The case is United States v. Cooley, which concerns an arrest of a non-Native who was parked on the right of way of a federal highway that cuts across the Crow Indian Reservation in Montana. The tribal police offer found evidence on the man, Joshua James Cooley, including two semi-automatic weapons on the front seat. Subsequently, tribal police found methamphetamine in his truck.

Alaska has 229 federally recognized tribes, many of which have tribal police officers, but few of which are actual reservations.

Metlakatla in southern Southeast is a traditionally structured historic Indian reservation, the only one in Alaska that remained after the Alaska Native Claims Settlement Act was completed and Native corporations took the place of reservations. But since then, the Obama Administration allowed Alaska tribes to apply for “trust status” for their land, contrary to ANCSA. In 2017, an acre of land in Craig, a fishing community in Southeast Alaska became “Indian Country,” as the land was placed into federal trust status at the request of the tribe.

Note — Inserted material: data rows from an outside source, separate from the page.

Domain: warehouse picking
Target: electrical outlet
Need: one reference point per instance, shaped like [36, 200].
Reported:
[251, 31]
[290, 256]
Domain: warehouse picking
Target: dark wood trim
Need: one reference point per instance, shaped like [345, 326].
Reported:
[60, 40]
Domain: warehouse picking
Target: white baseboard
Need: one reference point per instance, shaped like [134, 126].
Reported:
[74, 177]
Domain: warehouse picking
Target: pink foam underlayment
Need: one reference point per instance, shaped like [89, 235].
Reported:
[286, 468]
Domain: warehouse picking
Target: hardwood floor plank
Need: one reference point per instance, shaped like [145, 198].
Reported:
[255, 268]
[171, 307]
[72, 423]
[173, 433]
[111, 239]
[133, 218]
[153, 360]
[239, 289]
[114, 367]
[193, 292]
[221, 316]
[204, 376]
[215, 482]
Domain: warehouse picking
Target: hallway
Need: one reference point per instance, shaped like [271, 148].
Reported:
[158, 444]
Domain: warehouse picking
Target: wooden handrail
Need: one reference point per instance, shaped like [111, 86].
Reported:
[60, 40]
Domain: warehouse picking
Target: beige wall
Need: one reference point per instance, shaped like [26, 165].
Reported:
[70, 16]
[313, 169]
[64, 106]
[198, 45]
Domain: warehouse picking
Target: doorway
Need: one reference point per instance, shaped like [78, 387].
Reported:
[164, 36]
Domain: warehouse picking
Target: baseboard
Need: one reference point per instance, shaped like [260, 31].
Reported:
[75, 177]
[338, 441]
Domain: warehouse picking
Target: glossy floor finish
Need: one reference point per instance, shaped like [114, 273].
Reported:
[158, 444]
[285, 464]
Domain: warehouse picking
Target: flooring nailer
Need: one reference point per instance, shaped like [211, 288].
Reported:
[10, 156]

Read: One acre of Craig township becomes Indian Country

In 2018, the Trump Administration reversed the rule that allowed Alaska Natives to put land into federal trust. Now, a bill working its way through the Congress could reinstate the land-into-trust program.

Read Interior Department withdraws opinion on Alaska Native land into trust

Justice Stephen Breyer’s opinion this week appears to expand on the court’s 1981 decision in Montana v. United States, which gave limited law enforcement power to tribes in circumstances where a non-tribal member poses a threat to the “political integrity, economic security or health or welfare of the tribe.”

“To deny a tribal police officer authority to search and detain for a reasonable time any person he or she believes may commit or has committed a crime would make it difficult for tribes to protect themselves against ongoing threats,” Breyer wrote. “Such threats may be posed by, for instance, non-Indian drunk drivers, transporters of contraband or other criminal offenders operating on roads within the boundaries of a tribal reservation.”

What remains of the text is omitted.